Harnessing Structures in Big Data via Guaranteed Low-Rank Matrix Estimation: Recent Theory and Fast Algorithms via Convex and Nonconvex Optimization

Low-rank modeling plays a pivotal role in signal processing and machine learning, with applications ranging from collaborative filtering, video surveillance, and medical imaging to dimensionality reduction and adaptive filtering. Many modern high-dimensional data and interactions thereof can be modeled as lying approximately in a low-dimensional subspace or manifold, possibly with additional structures, and its proper exploitations lead to significant cost reduction in sensing, computation, and storage. In recent years, there has been a plethora of progress in understanding how to exploit low-rank structures using computationally efficient procedures in a provable manner, including both convex and nonconvex approaches.

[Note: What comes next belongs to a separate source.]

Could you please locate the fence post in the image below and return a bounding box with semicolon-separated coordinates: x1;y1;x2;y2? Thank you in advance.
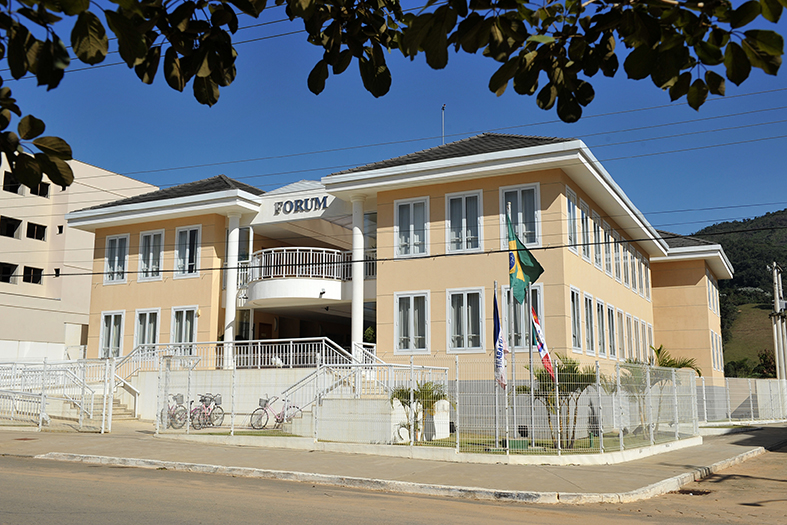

On one side, convex relaxations such as nuclear norm minimization often lead to statistically optimal procedures for estimating low-rank matrices, where first-order methods are developed to address the computational challenges; on the other side, there is emerging evidence that properly designed nonconvex procedures, such as projected gradient descent, often provide globally optimal solutions with a much lower computational cost in many problems. This survey article provides a unified overview of these recent advances in low-rank matrix estimation from incomplete measurements. Attention is paid to rigorous characterization of the performance of these algorithms and to problems where the lowrank matrix has additional structural properties that require new algorithmic designs and theoretical analysis.